Reading period/finals is a time of high stress, tears (especially when this happens) and simply not enough sleep. Here's a tiny list of ways I know it's...that time of the semester again.
Here's what finals period means to me:
- My diet consists mainly of high-sugar foods and caffeinated beverages. I have a theory that as long as I keep drinking Diet Coke, I won't have to sleep. Ever. This also means that I become particularly hyperactive by about 11:30pm every night.
Probs why my brain feels like it's exploding. Source |
- My flash drive is forever hooked to my wallet and keys. As I run all over the place, from dorm to library to dhall to study room, I end up writing papers on so many different computers that I don't bother saving content to actual machines anymore. Consequently, my entire life is saved on this here flash drive.

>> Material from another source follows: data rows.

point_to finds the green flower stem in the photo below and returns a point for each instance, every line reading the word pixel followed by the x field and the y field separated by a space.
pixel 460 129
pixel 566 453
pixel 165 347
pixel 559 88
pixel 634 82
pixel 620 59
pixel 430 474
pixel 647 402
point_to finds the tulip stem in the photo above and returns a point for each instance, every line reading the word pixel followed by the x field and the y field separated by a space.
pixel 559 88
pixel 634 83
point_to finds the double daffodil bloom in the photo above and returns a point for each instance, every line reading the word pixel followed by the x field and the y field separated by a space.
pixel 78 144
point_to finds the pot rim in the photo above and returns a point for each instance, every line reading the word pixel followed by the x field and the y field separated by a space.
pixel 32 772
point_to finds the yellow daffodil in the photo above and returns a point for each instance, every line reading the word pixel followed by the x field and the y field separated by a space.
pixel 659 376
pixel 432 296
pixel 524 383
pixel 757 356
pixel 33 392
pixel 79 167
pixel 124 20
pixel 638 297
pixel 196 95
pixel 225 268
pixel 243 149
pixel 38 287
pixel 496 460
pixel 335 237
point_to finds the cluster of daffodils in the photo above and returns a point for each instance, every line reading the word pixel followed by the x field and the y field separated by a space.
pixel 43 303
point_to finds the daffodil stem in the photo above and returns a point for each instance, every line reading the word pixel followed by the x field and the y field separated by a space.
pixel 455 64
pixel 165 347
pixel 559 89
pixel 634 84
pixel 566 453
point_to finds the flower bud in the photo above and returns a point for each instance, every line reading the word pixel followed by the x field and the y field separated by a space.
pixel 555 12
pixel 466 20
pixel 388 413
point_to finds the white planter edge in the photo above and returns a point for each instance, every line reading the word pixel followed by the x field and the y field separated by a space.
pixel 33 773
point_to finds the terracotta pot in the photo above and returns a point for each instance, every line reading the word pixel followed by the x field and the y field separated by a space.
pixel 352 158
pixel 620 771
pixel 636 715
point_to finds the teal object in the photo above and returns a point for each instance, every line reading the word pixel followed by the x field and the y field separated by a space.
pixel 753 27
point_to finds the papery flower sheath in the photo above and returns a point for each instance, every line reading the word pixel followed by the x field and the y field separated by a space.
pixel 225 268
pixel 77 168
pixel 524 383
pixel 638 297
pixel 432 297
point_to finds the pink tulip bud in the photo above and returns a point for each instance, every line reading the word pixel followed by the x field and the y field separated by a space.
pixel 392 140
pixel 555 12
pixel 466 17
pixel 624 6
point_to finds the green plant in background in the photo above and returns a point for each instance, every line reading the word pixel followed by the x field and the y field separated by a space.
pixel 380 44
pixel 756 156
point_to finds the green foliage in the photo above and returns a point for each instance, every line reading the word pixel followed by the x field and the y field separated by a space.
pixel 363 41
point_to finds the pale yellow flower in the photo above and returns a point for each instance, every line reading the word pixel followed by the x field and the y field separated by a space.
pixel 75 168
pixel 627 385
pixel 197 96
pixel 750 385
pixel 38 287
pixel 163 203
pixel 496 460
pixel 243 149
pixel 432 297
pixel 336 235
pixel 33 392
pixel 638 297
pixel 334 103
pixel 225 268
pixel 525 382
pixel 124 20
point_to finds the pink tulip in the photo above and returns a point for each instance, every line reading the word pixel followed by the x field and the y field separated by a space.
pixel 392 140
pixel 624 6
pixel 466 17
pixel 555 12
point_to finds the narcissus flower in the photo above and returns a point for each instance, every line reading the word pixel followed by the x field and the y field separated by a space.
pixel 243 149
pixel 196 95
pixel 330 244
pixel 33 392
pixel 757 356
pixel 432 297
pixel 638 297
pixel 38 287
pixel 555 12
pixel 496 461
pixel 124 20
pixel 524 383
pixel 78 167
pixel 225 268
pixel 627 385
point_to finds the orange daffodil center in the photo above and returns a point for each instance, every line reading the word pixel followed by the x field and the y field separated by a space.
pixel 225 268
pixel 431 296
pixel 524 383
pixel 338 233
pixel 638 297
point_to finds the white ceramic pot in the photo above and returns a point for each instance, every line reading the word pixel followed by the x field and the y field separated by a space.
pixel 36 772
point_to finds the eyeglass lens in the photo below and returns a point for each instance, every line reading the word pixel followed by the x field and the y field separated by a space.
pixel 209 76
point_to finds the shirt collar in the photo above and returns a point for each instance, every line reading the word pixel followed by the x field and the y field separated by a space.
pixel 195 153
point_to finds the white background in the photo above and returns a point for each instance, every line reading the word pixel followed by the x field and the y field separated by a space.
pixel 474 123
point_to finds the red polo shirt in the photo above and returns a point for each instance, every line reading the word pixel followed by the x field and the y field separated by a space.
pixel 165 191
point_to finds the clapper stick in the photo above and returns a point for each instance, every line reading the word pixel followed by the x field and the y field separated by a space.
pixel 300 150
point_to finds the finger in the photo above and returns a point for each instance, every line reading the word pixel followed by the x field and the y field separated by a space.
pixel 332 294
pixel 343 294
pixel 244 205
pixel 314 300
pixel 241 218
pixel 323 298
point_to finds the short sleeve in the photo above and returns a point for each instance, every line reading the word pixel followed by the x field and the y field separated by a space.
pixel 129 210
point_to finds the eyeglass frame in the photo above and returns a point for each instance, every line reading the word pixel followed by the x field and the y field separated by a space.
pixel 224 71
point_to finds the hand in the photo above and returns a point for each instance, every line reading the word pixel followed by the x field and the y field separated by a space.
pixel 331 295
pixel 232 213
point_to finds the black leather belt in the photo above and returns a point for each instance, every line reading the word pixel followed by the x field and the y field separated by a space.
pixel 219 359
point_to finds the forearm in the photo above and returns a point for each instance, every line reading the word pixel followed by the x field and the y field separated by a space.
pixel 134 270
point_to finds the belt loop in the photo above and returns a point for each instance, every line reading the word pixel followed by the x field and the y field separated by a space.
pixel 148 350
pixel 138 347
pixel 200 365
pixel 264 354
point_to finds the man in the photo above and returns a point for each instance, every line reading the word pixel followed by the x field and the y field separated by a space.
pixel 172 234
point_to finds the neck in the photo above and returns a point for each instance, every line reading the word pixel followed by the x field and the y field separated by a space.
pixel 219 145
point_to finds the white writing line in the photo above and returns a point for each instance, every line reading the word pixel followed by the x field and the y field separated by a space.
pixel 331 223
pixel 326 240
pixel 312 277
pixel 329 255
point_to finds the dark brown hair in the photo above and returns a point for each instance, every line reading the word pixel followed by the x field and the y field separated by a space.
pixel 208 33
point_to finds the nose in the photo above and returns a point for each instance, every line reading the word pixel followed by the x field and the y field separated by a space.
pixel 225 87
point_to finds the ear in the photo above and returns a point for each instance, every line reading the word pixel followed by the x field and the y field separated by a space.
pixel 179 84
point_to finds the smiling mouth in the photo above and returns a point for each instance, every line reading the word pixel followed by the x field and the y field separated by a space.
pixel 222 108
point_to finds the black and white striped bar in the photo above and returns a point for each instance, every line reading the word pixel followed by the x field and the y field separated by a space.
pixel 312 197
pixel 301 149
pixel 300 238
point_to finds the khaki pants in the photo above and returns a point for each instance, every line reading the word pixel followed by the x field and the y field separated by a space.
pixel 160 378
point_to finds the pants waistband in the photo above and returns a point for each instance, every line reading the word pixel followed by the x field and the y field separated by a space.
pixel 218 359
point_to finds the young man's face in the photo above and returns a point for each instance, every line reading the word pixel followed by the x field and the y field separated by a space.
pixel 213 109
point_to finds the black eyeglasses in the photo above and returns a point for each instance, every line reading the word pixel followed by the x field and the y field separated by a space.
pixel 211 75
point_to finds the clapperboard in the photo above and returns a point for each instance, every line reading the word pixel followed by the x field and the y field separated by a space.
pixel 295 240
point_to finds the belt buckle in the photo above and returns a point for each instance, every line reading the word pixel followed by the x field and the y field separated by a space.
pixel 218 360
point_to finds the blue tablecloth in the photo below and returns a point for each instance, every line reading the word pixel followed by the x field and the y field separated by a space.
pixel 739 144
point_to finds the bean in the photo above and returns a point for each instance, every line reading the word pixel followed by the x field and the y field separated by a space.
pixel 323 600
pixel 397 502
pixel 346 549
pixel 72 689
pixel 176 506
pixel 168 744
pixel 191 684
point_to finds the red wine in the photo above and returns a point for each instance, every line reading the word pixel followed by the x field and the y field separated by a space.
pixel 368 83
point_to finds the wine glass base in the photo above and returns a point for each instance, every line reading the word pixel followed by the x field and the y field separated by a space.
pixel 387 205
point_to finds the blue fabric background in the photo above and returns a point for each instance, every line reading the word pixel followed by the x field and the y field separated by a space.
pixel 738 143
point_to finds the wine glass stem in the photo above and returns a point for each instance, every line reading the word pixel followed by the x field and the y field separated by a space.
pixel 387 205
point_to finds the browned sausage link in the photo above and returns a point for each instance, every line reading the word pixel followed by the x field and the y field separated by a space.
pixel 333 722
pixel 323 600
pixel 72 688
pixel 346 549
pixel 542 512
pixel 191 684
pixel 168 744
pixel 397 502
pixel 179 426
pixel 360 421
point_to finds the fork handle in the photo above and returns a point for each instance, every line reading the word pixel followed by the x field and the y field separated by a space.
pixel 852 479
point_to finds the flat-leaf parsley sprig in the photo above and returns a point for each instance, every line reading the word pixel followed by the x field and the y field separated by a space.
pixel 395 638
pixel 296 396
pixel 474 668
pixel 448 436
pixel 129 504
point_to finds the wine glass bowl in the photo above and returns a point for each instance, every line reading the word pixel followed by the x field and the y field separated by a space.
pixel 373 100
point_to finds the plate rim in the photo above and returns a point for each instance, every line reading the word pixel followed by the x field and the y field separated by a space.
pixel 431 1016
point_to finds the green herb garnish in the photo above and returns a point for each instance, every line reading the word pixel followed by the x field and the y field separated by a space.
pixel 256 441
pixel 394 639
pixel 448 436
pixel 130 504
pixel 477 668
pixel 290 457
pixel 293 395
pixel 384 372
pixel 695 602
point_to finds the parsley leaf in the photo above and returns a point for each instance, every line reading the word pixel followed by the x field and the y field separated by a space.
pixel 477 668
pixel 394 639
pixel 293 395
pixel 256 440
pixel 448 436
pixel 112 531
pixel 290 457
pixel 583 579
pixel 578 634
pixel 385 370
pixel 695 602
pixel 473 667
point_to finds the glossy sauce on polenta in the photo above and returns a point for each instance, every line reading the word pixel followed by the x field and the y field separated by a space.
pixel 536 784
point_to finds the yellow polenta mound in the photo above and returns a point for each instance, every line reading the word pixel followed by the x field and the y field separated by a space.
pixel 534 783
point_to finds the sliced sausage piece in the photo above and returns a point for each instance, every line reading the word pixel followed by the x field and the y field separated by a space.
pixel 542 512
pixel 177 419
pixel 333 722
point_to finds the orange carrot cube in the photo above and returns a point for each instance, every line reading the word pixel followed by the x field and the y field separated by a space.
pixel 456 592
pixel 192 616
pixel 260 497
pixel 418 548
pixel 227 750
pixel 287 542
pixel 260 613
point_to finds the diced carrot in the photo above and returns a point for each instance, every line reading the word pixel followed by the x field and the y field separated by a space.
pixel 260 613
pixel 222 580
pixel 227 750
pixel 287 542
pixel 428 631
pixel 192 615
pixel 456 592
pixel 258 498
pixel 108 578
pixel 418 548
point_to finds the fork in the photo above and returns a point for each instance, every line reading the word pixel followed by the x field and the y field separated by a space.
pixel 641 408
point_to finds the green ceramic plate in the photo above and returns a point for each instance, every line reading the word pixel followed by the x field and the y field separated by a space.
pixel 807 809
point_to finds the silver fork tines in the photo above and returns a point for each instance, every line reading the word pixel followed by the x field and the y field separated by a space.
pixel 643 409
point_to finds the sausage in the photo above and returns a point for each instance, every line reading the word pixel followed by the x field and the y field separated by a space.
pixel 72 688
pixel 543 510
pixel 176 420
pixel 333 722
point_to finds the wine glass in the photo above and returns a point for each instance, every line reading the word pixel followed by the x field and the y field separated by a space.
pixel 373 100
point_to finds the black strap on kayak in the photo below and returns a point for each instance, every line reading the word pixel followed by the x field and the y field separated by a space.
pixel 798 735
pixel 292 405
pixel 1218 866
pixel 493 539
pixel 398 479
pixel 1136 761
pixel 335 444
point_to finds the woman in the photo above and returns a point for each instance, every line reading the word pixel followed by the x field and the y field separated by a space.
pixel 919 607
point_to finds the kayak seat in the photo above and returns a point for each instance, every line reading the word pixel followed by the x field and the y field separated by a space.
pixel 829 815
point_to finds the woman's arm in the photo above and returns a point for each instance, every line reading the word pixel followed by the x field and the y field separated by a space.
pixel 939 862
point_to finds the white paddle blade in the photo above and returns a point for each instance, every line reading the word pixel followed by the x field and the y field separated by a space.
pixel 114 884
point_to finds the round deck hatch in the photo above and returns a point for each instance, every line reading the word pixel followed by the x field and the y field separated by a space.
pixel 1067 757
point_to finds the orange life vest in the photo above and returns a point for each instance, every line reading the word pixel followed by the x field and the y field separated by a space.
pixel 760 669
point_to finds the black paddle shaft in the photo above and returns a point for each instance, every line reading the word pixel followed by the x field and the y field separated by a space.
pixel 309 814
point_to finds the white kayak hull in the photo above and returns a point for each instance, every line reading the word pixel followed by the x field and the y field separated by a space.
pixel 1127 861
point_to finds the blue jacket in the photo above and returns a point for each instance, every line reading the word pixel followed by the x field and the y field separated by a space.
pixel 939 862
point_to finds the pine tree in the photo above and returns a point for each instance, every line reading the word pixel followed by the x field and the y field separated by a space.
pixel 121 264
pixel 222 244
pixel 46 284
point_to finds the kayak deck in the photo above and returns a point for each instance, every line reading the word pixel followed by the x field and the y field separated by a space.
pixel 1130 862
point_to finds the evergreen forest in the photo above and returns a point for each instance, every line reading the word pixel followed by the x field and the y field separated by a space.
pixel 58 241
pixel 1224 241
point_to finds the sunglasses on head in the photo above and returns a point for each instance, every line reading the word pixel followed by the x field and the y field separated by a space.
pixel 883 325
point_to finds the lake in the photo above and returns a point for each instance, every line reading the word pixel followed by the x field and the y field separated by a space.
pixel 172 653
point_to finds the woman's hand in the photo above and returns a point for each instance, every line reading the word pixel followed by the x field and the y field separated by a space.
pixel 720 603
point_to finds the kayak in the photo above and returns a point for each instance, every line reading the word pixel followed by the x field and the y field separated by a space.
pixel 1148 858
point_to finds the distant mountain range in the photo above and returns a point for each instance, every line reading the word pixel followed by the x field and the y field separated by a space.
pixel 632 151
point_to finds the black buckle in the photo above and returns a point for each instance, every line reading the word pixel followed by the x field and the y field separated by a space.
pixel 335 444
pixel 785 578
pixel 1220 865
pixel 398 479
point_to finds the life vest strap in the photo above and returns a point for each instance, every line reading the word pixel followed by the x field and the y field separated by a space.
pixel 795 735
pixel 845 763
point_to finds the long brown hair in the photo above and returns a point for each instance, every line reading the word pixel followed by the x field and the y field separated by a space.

If this ever gets lost, I'm dropping out of school. |
- I never leave Winthrop House. I choose not to study in libraries because 1. I simply won't surround myself with that much stress and 2. I'm too ADHD to study/write paper writing without walking around every once in a while, which is glared at and frowned upon in Lamont and Widener. Instead, I live in my room and in the dhall, where I don't feel like the silence is eating me, I can sit in un-lady-like poses, and no one will stop me from bouncing around with glee whenever I finish a paragraph.
And here are some more general indicators of the finals season.
- Everyone either looks really classy or really sloppy. Classiness means that they haven't had time to do laundry and all they have left are dress clothes. Sloppy means that they roll out of bed, change from PJs to sweats and go about their business (I fall into the latter category). Normal dress is scarce during finals period.
These count as real pants, right? Source |
- People camp in libraries. I've seen people bring pillow, blankets, and entire meals to their cubicles in order to make sure they never lose their precious study spots. Last year, someone brought a rice cooker. I've seen people leave their belongings while they run home to shower (for hours). And when a new library patron removes a camper's belongings, performing a coup d'etat of their study carol, well, civil war ensues. Are we seeing why I don't frequent the library during this time of year anymore?
Please, just leave every once in a while. Source |
- The I'm-so-busy competition goes into full swing. Example:
- Student 1: Ohmygod I have so much work to do. I have like 4 papers and 4 finals.
- Student 2: Yeah, well I have papers to write and 4 exams in 2 days and I'm working a shift at the homeless shelter.
- Student 3: Yeah, well I have 4 exams at the same time on the same day and I'm rescuing kittens with the ASPCA on that day.
- Student 4: Yeah, well I have to turn in a project and take an astrophysics exam right after I moderate a GOP debate.
Guess what. We all have things to do.
The point is, we're almost done and this is certainly not the time to lose our sanity. Finals period sucks, but it sucks for every single person on campus. It's a stressful, tiring, and not a whole lot of fun, but we'll have the entire month of January to sleep it off. Let's just throw ourselves a pity party and move on.